Miami Heat All-Star swingman Jimmy Butler had to change jerseys before the start of Saturday's seeding game against the Denver Nuggets because he originally came to the floor with a jersey that had no name on its back.
An official blew a whistle, and Butler walked back to the Heat bench so he could switch into a jersey that had his last name on the back and the game could begin. Butler said he was never given an official explanation from the league as to why he could not keep the back of his jersey nameplate empty.
"I don't know," Butler said on a video conference call following a 125-105 win over the Denver Nuggets. "I don't care. I didn't have a name on the back at the start, but I decided to change because my teammates probably needed me a little bit today."
When Butler and the Heat initially traveled into the NBA bubble in Orlando, Florida, last month, he was asked what league-approved social justice message he would wear on the back of his jersey, and he explained that he would like to keep his nameplate empty. "I have decided not to [wear a message]," Butler said during a video call with reporters at the time. "With that being said, I hope that my last name doesn't go on there as well. Just because I love and respect all the messages that the league did choose, but for me, I felt like with no message, with no name, it's going back to, like, who I was. And if I wasn't who I was today, I'm no different than anybody else of color and want that to be my message in the sense that just because I'm an NBA player, everybody has the same right, no matter what, and that's how I feel about my people of color."
Despite the fact he was forced to change jerseys, Butler, who finished with 22 points, seven assists and four rebounds, said that he was confident he was able to get his original point across.
"Without a doubt," Butler said. "Without a doubt. And to tell you the truth, it's still to be determined for the next game as well."
At that point, Butler was asked if he planned to wear a jersey with an empty nameplate before every game in the bubble.
"I don't know," he said. "I really don't. I hope so. I hope they just let me play with no name on the back of my jersey, but like I said, to be determined."

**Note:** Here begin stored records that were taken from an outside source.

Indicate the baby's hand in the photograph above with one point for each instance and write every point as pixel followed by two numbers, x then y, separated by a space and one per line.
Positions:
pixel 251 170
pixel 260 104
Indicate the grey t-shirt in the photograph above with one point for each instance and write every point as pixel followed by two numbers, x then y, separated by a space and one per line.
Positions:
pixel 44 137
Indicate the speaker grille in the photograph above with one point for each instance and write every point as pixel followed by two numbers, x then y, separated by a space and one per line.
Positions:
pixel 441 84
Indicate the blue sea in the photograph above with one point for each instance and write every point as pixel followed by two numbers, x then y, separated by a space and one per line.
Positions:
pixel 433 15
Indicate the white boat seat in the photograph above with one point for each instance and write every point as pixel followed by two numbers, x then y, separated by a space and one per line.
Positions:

Before Saturday's game, Butler said he appreciated the public way in which players and coaches were coming together in the opening games to shine light on social justice issues.
"In a sense that we get to feel how we want to feel, and we get to express it in our way," Butler said during a post-practice video call on Friday. "The way that the league, the players, the coaches, are kneeling in unity, and if you decide to stand in unity, it's what needs to be done. Because the greater good, and the goal that we're trying to get across, it will be reached. And I'm happy to see everybody in on it."